There will come a time, when I will have to wear "comfort" shoes. I know this is true.
The years of tortuous heels will take their toll and my arches will rebel, my corns will inflame and my open-toes stiletto sandal days will be over.
But please, please, please, when that day comes, will someone make a comfort shoe that doesn't look like something my grandma would call dorky.
Exhibit A: The Z-coil.
A visible spring on the bottom of the shoe. Really? A spring? Pogo sticks aren't even popular anymore and they want us to walk around with springs on our heels.
I assume that these shoes must be really comfy, because why else would they be so hideous. It's like those first hybrid cars that looked goofy on purpose so that people would know that you're in a hybrid car to save the planet — you were proving your commitment and sacrifice by driving around in something really awkward.
But I digress.
The Z-coil is billed as "pain relief footwear." And it's said to be beneficial for people who spend hours on their feet, those recovering from injury and those who are trying to lose weight. Those purposes seem a little contradictory to me, but I haven't tested this out.

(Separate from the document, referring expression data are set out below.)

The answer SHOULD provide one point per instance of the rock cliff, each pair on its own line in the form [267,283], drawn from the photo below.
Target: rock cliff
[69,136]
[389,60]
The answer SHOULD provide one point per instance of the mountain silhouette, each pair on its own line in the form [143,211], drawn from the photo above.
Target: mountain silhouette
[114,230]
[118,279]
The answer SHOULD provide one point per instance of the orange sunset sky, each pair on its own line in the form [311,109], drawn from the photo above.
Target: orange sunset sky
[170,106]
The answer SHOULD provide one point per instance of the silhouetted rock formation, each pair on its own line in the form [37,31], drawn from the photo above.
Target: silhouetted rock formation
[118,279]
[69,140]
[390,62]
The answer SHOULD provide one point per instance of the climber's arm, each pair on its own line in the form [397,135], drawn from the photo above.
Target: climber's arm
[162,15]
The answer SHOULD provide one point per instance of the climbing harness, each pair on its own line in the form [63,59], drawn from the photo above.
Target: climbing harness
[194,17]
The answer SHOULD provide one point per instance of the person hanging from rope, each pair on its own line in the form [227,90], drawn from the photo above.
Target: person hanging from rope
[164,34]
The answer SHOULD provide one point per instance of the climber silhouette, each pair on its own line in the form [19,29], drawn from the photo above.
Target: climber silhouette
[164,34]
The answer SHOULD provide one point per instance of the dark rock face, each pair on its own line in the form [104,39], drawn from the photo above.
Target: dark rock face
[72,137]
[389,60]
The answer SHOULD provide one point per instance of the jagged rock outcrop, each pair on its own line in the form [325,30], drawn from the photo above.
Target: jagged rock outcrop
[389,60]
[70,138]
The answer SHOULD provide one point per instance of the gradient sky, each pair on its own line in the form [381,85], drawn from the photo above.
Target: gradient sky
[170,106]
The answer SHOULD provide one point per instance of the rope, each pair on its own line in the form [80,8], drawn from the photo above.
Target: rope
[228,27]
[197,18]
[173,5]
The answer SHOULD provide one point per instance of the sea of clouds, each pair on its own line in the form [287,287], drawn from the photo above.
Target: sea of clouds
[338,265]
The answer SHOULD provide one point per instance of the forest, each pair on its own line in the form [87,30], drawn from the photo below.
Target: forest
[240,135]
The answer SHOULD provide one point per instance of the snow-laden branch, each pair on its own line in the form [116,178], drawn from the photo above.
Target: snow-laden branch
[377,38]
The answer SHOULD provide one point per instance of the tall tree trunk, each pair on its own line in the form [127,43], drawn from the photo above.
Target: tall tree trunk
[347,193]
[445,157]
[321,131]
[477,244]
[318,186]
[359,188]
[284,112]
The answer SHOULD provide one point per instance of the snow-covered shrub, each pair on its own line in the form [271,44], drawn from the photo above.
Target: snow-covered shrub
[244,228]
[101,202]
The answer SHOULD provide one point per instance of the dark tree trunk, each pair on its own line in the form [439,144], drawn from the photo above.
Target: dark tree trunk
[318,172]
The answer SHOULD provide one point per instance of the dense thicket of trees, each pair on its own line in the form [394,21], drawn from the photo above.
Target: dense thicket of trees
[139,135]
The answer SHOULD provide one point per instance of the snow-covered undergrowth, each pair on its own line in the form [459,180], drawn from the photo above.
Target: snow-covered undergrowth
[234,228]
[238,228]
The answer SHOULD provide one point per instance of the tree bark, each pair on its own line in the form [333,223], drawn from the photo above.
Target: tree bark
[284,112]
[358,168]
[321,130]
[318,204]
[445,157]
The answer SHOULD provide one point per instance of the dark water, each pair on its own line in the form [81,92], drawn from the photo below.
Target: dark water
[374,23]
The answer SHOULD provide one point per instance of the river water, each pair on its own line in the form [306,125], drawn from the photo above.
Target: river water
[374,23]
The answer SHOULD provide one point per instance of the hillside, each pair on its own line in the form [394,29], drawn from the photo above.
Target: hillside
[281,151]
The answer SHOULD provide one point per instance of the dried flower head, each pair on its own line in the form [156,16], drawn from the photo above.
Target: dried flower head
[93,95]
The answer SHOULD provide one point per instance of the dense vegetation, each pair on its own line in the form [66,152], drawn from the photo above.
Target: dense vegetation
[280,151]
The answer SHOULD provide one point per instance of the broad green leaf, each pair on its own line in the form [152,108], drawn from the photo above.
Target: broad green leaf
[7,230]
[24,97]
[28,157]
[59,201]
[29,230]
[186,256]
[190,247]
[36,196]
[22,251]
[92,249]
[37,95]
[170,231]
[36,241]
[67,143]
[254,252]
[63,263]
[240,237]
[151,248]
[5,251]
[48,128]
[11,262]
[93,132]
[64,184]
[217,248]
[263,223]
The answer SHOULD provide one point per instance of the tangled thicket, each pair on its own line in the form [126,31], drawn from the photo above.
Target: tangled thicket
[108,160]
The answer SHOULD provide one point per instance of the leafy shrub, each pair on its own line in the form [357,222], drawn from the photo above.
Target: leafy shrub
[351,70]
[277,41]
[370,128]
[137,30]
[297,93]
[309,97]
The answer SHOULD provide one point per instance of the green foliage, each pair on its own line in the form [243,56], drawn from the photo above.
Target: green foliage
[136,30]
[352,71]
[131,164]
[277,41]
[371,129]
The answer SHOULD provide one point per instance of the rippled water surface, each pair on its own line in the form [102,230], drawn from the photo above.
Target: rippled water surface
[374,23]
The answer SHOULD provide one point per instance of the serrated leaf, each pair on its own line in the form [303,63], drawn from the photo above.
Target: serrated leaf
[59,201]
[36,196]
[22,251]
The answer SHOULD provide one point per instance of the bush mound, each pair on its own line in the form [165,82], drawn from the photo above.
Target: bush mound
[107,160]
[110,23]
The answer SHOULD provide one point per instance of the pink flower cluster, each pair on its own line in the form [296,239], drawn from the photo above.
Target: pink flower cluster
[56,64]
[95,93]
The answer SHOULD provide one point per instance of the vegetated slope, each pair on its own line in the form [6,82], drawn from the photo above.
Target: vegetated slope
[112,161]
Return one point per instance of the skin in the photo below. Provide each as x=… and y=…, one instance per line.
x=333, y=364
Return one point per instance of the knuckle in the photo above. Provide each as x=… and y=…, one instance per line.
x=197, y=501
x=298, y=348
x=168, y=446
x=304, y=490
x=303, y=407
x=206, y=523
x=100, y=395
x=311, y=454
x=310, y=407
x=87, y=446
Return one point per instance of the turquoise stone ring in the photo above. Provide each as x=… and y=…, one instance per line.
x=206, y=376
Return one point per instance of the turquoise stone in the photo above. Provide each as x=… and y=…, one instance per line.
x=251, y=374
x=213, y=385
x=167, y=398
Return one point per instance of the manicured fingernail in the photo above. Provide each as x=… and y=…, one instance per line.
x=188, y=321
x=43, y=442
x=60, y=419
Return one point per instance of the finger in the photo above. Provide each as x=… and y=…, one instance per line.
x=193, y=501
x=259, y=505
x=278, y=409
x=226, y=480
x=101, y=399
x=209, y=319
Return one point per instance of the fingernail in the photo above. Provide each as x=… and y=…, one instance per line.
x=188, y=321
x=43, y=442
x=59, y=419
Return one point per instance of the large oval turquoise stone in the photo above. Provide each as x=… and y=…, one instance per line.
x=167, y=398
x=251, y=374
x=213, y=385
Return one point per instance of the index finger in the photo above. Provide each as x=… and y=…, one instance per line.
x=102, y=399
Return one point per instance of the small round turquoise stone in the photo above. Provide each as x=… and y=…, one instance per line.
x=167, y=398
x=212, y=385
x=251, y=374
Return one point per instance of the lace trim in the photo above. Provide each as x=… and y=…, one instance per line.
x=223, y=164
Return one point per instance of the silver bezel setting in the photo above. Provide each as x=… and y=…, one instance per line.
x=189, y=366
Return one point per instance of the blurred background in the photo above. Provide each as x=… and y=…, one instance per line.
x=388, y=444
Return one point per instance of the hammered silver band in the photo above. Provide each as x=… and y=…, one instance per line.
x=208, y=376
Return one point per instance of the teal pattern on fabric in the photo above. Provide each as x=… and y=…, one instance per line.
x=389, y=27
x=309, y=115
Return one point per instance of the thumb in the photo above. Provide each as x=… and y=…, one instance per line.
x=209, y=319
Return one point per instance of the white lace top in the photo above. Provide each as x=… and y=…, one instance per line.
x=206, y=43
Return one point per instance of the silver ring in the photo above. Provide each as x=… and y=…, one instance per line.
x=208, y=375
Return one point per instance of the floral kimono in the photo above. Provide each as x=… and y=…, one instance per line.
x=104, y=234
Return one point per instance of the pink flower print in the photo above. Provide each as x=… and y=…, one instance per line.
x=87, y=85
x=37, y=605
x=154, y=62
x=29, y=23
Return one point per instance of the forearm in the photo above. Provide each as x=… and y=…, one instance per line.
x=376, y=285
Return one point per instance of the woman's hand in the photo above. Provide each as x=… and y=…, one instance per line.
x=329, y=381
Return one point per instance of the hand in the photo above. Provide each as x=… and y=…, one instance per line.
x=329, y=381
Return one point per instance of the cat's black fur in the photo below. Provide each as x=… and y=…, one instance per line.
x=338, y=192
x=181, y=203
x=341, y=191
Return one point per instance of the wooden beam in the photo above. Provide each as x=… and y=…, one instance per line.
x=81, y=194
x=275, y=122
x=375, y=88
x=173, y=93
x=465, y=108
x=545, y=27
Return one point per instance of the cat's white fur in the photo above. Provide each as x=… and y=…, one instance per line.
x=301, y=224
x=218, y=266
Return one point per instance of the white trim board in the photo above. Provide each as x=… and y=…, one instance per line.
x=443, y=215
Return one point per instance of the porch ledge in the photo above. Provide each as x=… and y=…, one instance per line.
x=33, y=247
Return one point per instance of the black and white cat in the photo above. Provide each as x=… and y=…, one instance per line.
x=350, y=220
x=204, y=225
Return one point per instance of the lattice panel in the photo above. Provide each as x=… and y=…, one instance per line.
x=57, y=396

I refuse to, but that's another story.
There are a family of Z-Coil shoes including athletic shoes, a rugged, all-terrain hiking boot and casual shoes for attracting stares at the mall. The product is available for both men and women.
The Bella has the very humorous description of being for "the trendy woman who also craves comfort. ... Fashion has never felt so good." (Insert your own punchline here.)
To find a specialty store near you or to learn more about Z-Coil shoes head to www.zcoil.com. I know some of you out there will like them.
I regard you like the Prius owners. Your sacrifice is duly noted.